A part of automakers' transition into becoming mobility providers is creating vehicles that can drive themselves. A key partner in this quest is Nvidia, the Silicon Valley-based maker of chips powering graphics cards that play a key role in Audi's virtual cockpit. Nvidia has introduced a supercomputer that utilizes so-called "deep learning" to enable self-driving capabilities. Drive PX 2, which has the computing power of 150 MacBook Pro notebooks, helps vehicles recognize objects around them and decide what actions to take. Volvo will use Drive PX 2 in an autonomous-car pilot program that starts next year in Gothenburg, Sweden. More than 70 companies are working with Nvidia's lunchbox-sized supercomputer. Nvidia Director of Automotive Danny Shapiro discussed the potential applications with Automotive News Europe Managing Editor Douglas A. Bolduc.
Nvidia is known for the work it did on Audi's virtual cockpit. What's next?

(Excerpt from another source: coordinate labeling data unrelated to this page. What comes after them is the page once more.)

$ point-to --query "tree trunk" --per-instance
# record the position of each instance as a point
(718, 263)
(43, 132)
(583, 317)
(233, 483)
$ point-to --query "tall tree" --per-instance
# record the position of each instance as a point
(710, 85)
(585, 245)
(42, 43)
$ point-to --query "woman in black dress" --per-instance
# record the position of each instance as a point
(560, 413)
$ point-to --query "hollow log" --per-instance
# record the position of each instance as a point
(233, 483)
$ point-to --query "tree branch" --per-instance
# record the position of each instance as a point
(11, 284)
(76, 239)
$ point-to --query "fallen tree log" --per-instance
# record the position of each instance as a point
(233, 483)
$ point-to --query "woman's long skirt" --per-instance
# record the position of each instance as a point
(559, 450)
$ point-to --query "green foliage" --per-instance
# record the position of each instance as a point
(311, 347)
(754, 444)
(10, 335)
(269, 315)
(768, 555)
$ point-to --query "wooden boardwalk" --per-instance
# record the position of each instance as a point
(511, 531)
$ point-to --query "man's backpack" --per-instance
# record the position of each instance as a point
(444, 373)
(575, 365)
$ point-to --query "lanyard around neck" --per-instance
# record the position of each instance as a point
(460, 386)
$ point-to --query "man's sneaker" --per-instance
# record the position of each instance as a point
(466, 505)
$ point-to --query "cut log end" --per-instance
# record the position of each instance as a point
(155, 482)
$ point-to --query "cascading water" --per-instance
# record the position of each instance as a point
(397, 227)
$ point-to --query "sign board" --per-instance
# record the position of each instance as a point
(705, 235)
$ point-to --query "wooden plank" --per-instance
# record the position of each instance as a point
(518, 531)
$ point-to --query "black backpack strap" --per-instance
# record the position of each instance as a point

We've gone beyond that into driver systems. Our graphics processors are so powerful they can be used for many things beyond graphics. What we’re doing now is actually interpreting sensor data. So the cameras or the lidar or radar are generating massive amounts of data as they are scanning and our processors can interpret that data and understand a full 360-degree environment. The processors are able to essentially build a 3-D model, everything that’s going on around our car in real time, and from that are able to plan a safe path forward for an autonomous vehicle.

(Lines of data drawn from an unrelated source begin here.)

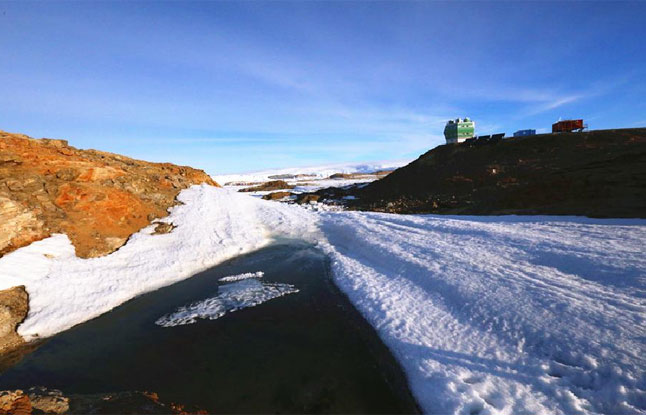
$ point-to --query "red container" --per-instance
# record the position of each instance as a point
(567, 126)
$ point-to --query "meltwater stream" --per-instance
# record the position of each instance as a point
(277, 337)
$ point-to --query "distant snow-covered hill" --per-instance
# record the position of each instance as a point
(314, 172)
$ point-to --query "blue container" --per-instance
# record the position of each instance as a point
(523, 133)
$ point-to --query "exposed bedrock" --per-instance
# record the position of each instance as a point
(98, 199)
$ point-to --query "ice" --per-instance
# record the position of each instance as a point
(212, 225)
(231, 297)
(231, 278)
(487, 315)
(316, 172)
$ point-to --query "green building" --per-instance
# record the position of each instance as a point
(458, 130)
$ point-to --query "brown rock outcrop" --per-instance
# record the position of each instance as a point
(98, 199)
(14, 305)
(14, 403)
(40, 400)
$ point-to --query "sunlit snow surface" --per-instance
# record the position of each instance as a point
(486, 315)
(246, 292)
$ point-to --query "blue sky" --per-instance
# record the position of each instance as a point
(247, 85)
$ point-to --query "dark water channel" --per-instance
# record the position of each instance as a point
(305, 352)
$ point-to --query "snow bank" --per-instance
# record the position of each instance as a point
(502, 315)
(314, 171)
(487, 315)
(212, 225)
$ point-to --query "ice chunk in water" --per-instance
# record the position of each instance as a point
(248, 292)
(239, 277)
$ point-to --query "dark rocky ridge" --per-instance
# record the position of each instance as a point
(597, 174)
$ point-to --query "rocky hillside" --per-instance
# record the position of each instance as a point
(597, 174)
(98, 199)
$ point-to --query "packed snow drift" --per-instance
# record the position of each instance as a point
(487, 315)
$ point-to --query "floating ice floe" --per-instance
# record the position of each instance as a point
(248, 292)
(239, 277)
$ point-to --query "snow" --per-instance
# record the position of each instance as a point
(502, 315)
(212, 225)
(314, 172)
(486, 315)
(241, 294)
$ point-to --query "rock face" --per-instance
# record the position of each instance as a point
(598, 174)
(14, 305)
(98, 199)
(39, 400)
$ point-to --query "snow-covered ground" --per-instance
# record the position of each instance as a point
(313, 172)
(309, 179)
(501, 315)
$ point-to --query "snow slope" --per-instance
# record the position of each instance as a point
(501, 315)
(212, 225)
(318, 172)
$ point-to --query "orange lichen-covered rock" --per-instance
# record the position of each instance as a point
(98, 199)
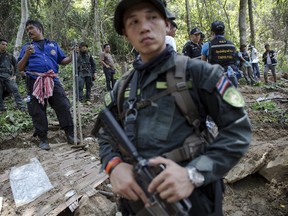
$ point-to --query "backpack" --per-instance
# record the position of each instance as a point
(177, 86)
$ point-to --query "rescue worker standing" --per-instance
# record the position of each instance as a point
(221, 51)
(245, 65)
(108, 64)
(160, 126)
(39, 59)
(193, 47)
(8, 69)
(86, 69)
(270, 62)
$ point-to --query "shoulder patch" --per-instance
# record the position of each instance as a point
(229, 93)
(233, 97)
(107, 99)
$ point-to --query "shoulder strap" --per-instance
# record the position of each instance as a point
(123, 83)
(182, 96)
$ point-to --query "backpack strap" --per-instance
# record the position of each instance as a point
(182, 95)
(123, 83)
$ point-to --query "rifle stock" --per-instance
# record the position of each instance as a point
(143, 173)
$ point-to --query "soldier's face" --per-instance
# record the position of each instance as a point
(3, 46)
(145, 28)
(196, 38)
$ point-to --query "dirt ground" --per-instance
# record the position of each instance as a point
(251, 196)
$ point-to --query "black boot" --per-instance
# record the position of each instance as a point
(44, 144)
(70, 138)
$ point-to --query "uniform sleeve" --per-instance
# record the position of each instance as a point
(224, 104)
(22, 52)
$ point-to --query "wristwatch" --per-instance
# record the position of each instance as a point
(195, 177)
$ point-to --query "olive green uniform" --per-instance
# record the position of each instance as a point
(161, 127)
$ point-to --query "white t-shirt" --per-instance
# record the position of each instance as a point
(171, 41)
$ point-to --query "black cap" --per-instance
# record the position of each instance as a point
(217, 26)
(195, 31)
(126, 4)
(2, 39)
(83, 44)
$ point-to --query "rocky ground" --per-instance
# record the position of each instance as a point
(250, 191)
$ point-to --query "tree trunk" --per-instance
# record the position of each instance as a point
(251, 21)
(21, 28)
(188, 16)
(286, 33)
(242, 21)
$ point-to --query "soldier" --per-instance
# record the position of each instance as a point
(160, 128)
(86, 69)
(8, 77)
(221, 51)
(270, 62)
(108, 64)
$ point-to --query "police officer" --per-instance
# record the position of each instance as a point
(160, 126)
(108, 64)
(39, 59)
(221, 51)
(193, 47)
(245, 65)
(8, 71)
(86, 69)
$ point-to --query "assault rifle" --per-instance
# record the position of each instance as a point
(143, 173)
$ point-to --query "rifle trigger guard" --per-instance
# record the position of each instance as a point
(131, 114)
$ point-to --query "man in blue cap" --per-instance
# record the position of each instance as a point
(160, 128)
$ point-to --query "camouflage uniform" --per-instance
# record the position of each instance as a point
(86, 70)
(161, 127)
(7, 71)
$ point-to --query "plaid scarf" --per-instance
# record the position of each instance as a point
(43, 86)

This is your supercomputer, right?
Right. This system is the equivalent of 150 MacBook Pros. It will do 24 trillion operations per second.
Nvidia is a big believer in artificial intelligence. Why?
There's really no way to program a system that can handle any possible scenario. It just won't work. Artificial intelligence is essentially the way forward for autonomous cars. Modeling the human brain inside the car. And then instead of having to program everything directly, you can train it just like a human learns. Through experience, we can get the system trained to understand its environment and what to do.
Could you give an example?
Audi had been working with a smart camera manufacturer for two years developing particular algorithms, core street sign recognition, and had gotten up to about 96 percent accuracy. With our system -- with deep learning and the ability to train -- you don't have to write any specific code. They [Audi] spent four hours training for a test -- basically feeding it mass quantities of street signs and tagging them. In four hours of training they exceeded the level of perception from two years of development for hard-coded algorithms. It's remarkable. You really want to get to this 99.99 percent accuracy so there's still additional work to be done, but a lot of that is training and processing from a deep-learning perspective.